Consumer InternetNetworking

Musings on what makes a community succeed

By February 1, 2007 February 11th, 2008 6 Comments

Now that there are many established and vibrant web communities out there it is interesting to try and understand what it is that makes them successful. There are many aspects to this, but one that isn’t discussed very often is the behavioural norms of the members.

People hang out in communities (online and offline) because they are pleasant places to be. You choose the communities you like in large part because the other people there are polite and behave in the way that you like to behave. There are unwritten rules which determine what is acceptable and what isn’t and the community is policed by its members. Think rural village or social network – it is the same for both.

When these rules work well the community thrives, and if they stop working the community can fall apart.

Webforums like the Mobile Monday Yahoo Group are a good and simple example – people post news and questions to the group and over time rules have emerged governing what is allowed (anything to do with the mobile web) and what isn’t (blatant advertising). When the rules are broken people respond with lots of angry posts and if necessary the moderators wade in to sum up group opinion and explicitly say what should be allowed and what shouldn’t. Thus the group has a set of rules, is self policing and thrives because of it. If the self policing failed and the advert spam became to voluminous people would stop participating and the community would fall apart.

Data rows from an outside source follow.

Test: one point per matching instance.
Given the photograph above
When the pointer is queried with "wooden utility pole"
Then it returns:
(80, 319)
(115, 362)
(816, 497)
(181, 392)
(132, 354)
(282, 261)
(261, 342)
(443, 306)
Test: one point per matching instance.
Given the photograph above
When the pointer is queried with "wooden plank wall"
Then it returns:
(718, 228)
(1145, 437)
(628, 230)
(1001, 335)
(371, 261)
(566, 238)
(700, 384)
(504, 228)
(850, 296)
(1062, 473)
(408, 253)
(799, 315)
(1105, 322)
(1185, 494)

An interesting question then is how those rules evolve, and if you are building an online community what you can do to influence that evolution to maximise your chances of success.

I have mentioned before that I am reading Emergence by Stpehen Johnson (if you are interested in this post you will love his book) – his view is that communities are best understood as emergent systems – by which he means the behaviour of the collective is determined by the ways in which community members behave in their everyday interactions with each other. The rules which govern those interactions determine the direction and ultimate health of the community.

Thought of like this there are clear parallels between online communities, rural communities and cities and even ant colonies and the operation of the human body. All these things are emergent systems.

Bringing this down to earh, as per Emergence the success of communities is determined by:

  • The number of members in the community
  • The rules that govern the behaviour of members
  • The feedback loops which re-enforce certain behaviours and filter out others

Johnson does a case study on Slashdot which illustrates this well:

  • Size – when the community was small everyone could read all the posts, but when it became larger the number of posts became too large and sophisticated rules and rating systems were required to keep the site usable – the optimum rule set changed as the community grew
  • Rules – the introduction of a 1-5 rating system, vertical subdomains, the formation of a cadre of people with sufficient status to review and critically the emergence of an unwritten rule or community norm that “slashdot status” is desirable – the evolution of this sophisticated rule set was critical to the success of Slashdot
  • Feedback – the rating system they devised has a complex feedback process which encourages quality submissions and fosters the emergence of an elite group of moderators and to maintain a position in that elite your contributions to Slashdot have to be highly rated by the community generally – the ruleset incorporated sophisticated feedback mechanisms

In conclusion this says a couple of things to me:

  • Growing a community pre critical mass and post critical mass is a very different game – the rules for the community itself will be very different
  • Status in the community is going to be a critical part of most social networks – as well as being an incentive to contribute it forms the bedrock of feedback mechanisms
  • Governing your community will be very hard if you are not part of it – site owners play the biggest role in determining rules and behavioural norms – getting these right will be a matter of fine judgement and will require a good understanding the mindset of the community
  • Most online communities have an offline component – this will be an important enabler of status and part of the feedback mechanism

A word of caution to the wise. Not everything that claims to be an online community is a community in these terms. Interaction between members is key, and unless there is a lot of it there is no “community”. A great and valuable service perhaps, but not a community.